The Road to Convergence

From three security pros: 6 best practices for physical and data security convergence.

The Road to ConvergenceTIP #1: Assess the Cable Plant

Before you can put data and physical security on the same network, make sure your network is running into every building on campus, and that the network has enough bandwidth to carry the additional load, advises Phil Mullendore, president of the Institute for Campus Safety, a consulting firm in Blue Jay, CA. Many campuses skip this important step, he notes, only to find out (after spending tens of thousands of dollars on convergence) that they needed to upgrade their infrastructure at stage one. "You can't bring together different kinds of security on one network if the network can't support converged security in the first place," he warns. The solution: an up-front network assessment to compare capacity with potential demand.

TIP #2: Choose Wisely

Just because you've decided to converge data and physical security doesn't mean you should blend every aspect of both. Peter Beardmore, product marketing manager at RSA, the security division of worldwide integrator EMC, says it's important for administrators to think twice about which aspects of logical and physical security they wish to merge, and for technologists to remember that some systems and applications may be more effective on their own. In particular, Beardmore suggests technologists seek to create a situation where users are issued a single credential when they log on-- and that credential provides both access to data, and physical access to areas of the campus, as well. "You want a system that ensures there's role-based information that can proliferate out to each individual application," he says. "If you can't provide that, you may want to keep some applications separate."

TIP #3: Be Patient

Converging different flavors of security onto one network doesn't happen overnight; in many situations, particularly at large public schools with tens of thousands of users, the process can take years. "Even in well-planned implementations, you have to allow for unexpected hurdles and obstacles," Beardmore stresses. "These are never onesize- fits-all, set-it-and-forget-it types of things." He adds that every implementation is different, so the step-by-step process that worked for one institution might not work for yours. To overcome these obstacles, Beardmore says it's always a good idea for technologists to employ a graduated implementation plan that establishes project milestones from inception, and builds in time for surprises, whatever they might be.

The Road to Convergence

Benefits to having data and physical security running over the same network are indisputable.
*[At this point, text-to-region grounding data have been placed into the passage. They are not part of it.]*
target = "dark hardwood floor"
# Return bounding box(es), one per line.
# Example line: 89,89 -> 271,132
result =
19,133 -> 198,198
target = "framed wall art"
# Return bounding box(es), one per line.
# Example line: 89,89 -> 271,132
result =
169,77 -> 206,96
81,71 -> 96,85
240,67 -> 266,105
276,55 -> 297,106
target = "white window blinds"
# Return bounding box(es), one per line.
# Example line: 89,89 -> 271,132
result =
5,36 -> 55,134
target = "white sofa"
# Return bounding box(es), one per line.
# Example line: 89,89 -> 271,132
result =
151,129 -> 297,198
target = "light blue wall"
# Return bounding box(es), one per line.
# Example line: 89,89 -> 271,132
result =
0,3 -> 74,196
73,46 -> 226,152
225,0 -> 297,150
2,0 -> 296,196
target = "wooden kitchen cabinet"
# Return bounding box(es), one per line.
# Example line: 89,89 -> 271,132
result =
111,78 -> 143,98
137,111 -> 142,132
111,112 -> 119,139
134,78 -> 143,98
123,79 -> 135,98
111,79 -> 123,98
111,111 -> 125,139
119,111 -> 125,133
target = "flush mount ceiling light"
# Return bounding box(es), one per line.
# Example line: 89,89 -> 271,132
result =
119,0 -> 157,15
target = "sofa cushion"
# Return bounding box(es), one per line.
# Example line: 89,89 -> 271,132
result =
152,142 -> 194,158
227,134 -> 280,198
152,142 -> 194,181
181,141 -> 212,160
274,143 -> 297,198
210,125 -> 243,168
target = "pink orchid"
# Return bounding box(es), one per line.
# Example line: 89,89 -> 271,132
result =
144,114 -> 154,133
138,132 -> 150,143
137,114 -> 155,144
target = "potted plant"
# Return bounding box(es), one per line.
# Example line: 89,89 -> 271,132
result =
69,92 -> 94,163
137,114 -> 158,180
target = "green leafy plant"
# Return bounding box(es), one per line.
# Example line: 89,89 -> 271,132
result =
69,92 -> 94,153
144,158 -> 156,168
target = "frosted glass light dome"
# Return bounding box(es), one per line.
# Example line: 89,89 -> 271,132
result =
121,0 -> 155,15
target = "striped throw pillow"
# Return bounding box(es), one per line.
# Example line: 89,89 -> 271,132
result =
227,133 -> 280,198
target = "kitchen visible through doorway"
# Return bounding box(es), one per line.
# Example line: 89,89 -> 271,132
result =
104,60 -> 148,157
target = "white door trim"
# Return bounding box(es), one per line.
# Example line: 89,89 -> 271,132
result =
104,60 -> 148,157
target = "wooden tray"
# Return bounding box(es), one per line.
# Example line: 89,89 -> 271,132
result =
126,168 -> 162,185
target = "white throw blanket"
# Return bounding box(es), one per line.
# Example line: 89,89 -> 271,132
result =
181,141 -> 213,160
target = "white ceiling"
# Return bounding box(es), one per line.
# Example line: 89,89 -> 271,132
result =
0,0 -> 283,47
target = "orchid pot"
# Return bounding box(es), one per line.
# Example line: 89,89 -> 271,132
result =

TIP #4: Engineer for High Availability

The benefits of having data and physical security running over the same network are indisputable: increased efficiency, cost savings, and more. If the network goes down, however, the entire institution could be in a boatload of trouble. Stephen Northcutt, president of the SANS Technology Institute, a postgraduate information security college in Bethesda, MD, says every school that opts to converge disparate kinds of security must engineer for high network availability, and develop a contingency plan should the network fail. "Redundant power supplies and asymmetrical routing are even more critical when everything is riding on the same network," he says. "You can never be too careful."

TIP #5: Test, Test, Test

Once you've blended data and physical security, it's critical to test the converged network to make sure it works. Northcutt says this process should be painstakingly comprehensive, since securing the organization's assets is perhaps the most important task facing technologists today. "Testing the network should go well beyond ordinary quality analysis," he says, suggesting that network security administrators should perform a literal battery of tests to make sure the network can withstand every kind of attack. Northcutt notes that in many cases, it may behoove an institution to hire an outside organization or consultants to perform these tests. Another option: ethical hackers, people employed by the school to find holes in network defenses before truly nefarious users do.

TIP #6: Don't Forget the Humans

In the world of security, even the most sophisticated technologies can't substitute for human intuition. Mullendore insists that the most important factor in security is monitoring, and that no automated system-- no matter how bleeding-edge it might be-- possesses discretionary decision-making on a par with that of a human being. "Whatever kinds of security you've got on your network, a living and breathing person has to receive each alarm and make the decision to send somebody or ignore it," says Mullendore, a former campus security officer who also serves as executive director of the California College and University Police Chiefs Association. "Whatever you're spending on your security network, never underestimate the importance of people."

About the Author

Matt Villano is senior contributing editor of this publication.